Tuesday, April 17, 2012

Roberta Flack – First Take

Roberta Flack is one of most captivating personalities among jazz singers from late sixties to the present. Her flexible performing style and strong ideological stance made difficult to define artist’s position which is in fact somewhere on crossroads of jazz, R&B, folk and soul music. In her childhood she studied music and intended to be classical pianist. And she early gained enough professional proficiency, to be awarded with full music scholarship. As 15 years old pianist she became youngest student in the history of Howard University. But career of classical music virtuoso was not her destiny.

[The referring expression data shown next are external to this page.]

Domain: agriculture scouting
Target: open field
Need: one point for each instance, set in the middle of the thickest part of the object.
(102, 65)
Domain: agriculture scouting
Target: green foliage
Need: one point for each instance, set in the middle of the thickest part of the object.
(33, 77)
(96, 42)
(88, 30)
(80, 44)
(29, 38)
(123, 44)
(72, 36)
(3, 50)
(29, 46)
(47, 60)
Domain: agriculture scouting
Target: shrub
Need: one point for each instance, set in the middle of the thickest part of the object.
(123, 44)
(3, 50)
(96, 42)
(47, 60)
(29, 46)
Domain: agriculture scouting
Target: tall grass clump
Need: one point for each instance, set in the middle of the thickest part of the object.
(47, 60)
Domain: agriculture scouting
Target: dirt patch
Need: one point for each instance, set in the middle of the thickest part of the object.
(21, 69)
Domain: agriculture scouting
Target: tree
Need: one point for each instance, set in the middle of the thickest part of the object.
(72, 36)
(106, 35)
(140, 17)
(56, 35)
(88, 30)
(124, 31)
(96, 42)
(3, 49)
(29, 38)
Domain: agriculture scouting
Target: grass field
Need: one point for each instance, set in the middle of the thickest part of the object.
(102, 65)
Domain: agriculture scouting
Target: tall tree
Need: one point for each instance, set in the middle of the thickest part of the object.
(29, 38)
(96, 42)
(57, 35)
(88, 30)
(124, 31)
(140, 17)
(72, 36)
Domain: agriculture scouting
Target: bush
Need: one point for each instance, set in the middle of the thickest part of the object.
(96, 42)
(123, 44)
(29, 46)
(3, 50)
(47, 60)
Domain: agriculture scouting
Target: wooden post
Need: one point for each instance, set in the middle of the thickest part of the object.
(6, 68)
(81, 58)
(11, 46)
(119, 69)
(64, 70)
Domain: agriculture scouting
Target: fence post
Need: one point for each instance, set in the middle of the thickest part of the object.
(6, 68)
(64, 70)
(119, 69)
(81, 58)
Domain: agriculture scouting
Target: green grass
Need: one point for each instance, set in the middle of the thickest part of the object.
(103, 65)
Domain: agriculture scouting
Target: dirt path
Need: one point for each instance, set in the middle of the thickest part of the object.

Born in Black Mountain, North Carolina and raised in Arlington, Virginia, she was experiencing African-American music in Baptist Church where she heard Mahalia Jackson and Sam Cooke.
During studies in Howard University, she switched to vocal class and quickly she achieved first successes as singer and as conductor’s assistant in academic choir. In next few years she was trying to reconcile teaching and artistic activities, but her career has developed rapidly on the basis of popular music. Singing and playing in clubs on Washington, D.C. she became fairly well known and at that point Les McCann heard her. He planned next visit in summer 1968 and heard her performing in a benefit concert for the Ghetto Children’s Library. This was so much important and inspiring, he decided to arrange her audition for Joel Dorn, producer in Atlantic Records. On first studio audition she recorded 42 songs in 3 hours. Next 39 demo songs she recorded in November 1968. In ten hours session on February 24-26, 1969 Roberta Flack with group of jazz musicians recorded her debut album First Take.

Roberta Flack – First Take (1969)

Roberta Flack sings and plays piano interpreting songs in a way close to modern tradition of Billie Holliday. She sometimes giving some instrumental solo, but this is never as much important as the song. In some songs group is enlarged with strings and brass. The foundations of the group are bassist Ron Carter, John Pizzarelli playing guitars and Ray Lucas on drums. This cameral lineup made wide open space for vocals. And Roberta Flack knows how to seduce and control the listener’s ability to concentrate and feeling the music.
Sometimes she is subtle like Ella Fitzgerald, sometimes she moves towards the blues and jazz tradition in the way reminding some older Nina Simone’s songs. Passionate vocals and discreet piano is just one of the attitudes, it can deeply remain in memory but certainly it’s not the only one. Delighted with her music Les McCann wrote in linear notes “Roberta possesses, both as a singer and a pianist, that rare quality which carries the listener beyond every barrier as though it never existed, to that level at which all humans can truly hear”.
Listening to this album, it is clearly readable, how much she is seriously engaged, maybe sometimes angry and critical, but more often sustainable and secure of her rights and uncompromising on issues of minority rights. This attitude perfectly matched the dominant moods in academia and in the arts of late sixties, but in seventies became somewhat unfashionable. And Roberta Flack’s debut album was not really recognized until Clint Eastwood used her performance of The First Time Ever I Saw Your Face as background for love scene in his movie Play Misty for Me. In 1973 this song won for Roberta Flack Grammy Record of the Year Award.